Regarding the age of the Bushveld complex it is said that in spite of being about 2055 Ma it is undeformed (Kinnaird 2005). In other words, it does not look its’ age.
When the geoscientists wanted to get this date, they determined the age of rocks in layers of strata pre and post-dating the intrusions of the Bushveld Complex. This indicated a date of 2054 Ma (Scoates & Friedman 2008). Minerals cannot be dated so they dated the rocks below and above the Merensky Reef at 2054 Ma.
If, however the Merensky Reef was intruded from the side horizontally at a depth that matched a layer of 2054 million year old existing rocks in the Pretoria Group strata then Scoates & Friedman and all the others were measuring the age of the local rock in the layers of the strata that existed before the meteorite strike. There is no reason that the minerals in the Merensky and other reefs could not have been intruded there 214 Ma or any time from 2054 Ma until now. It is simply by chance that the physical depth of the horizontal Bushveld Complex intrusions matches the age of the existing strata at that depth (see Table 3).
Table 3 Bushveld complex sedimentary strata (Walraven & Martini 1994)
Age of existing strata |
Name of strata |
2000-1800 Ma |
Rooiberg Group |
2054-2000 Ma |
Pretoria Group |
2054 Ma: |
214 Ma Bushveld side intrusion |
2230-2054 Ma |
Pretoria Group |
2500-2100 Ma: |
Transvaal Supergroup |
2700-2500 Ma |
Kaapvaal Craton |
3000-2700 Ma: |
Swazian |
There is another point to make in the measurement of age for the Bushveld Complex. By dating the layers of strata to infer the age of the intrusion, various dates have been calculated depending on the site locality. Hence we see in two articles on the Bushveld Complex (Walraven & Martini 1994 and Kinnaird 2005) a spread of ages listed of up to +48 million years. This is not possible for an event that took place in a short period of geological time (Harmer & Armstrong, 2000) and ‘a time span of a few million years’ (Kinnaird 2005).
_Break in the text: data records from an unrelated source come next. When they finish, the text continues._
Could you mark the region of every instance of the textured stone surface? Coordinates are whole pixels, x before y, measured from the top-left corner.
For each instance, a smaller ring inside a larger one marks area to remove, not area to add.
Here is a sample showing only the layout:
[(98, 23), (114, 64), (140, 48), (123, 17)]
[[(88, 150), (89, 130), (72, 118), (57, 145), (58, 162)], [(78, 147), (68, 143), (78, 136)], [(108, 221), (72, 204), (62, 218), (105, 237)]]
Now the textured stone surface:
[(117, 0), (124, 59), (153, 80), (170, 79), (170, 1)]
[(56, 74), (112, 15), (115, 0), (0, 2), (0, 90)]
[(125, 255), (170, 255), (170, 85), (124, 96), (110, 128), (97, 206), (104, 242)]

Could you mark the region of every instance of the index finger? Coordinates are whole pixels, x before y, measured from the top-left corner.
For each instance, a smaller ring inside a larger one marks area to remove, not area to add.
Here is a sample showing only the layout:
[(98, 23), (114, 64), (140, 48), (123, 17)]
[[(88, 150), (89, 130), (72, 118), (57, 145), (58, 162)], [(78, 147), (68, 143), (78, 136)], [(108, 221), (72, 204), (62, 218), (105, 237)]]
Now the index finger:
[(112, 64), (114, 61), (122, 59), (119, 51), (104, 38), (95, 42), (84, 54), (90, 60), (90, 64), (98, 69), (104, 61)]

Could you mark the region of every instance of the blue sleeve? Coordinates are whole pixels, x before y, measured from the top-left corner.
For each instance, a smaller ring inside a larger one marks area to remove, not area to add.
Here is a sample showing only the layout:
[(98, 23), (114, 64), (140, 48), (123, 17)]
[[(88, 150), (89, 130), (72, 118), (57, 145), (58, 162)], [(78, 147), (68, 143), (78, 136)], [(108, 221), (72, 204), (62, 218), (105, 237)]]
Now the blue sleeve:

I contend that 214 million years ago, large semi-continuous pulses of mineral-rich chrome core material from Vredefort Meteorite particles, travelling hundreds of kilometres a few kilometres below the surface, came to rest in the Pretoria Group (of the Transvaal Supergroup) at a depth that corresponded to an age of 2054 Ma. Incorrectly the layer of strata is being dated and not the projectile that penetrated the strata from the side.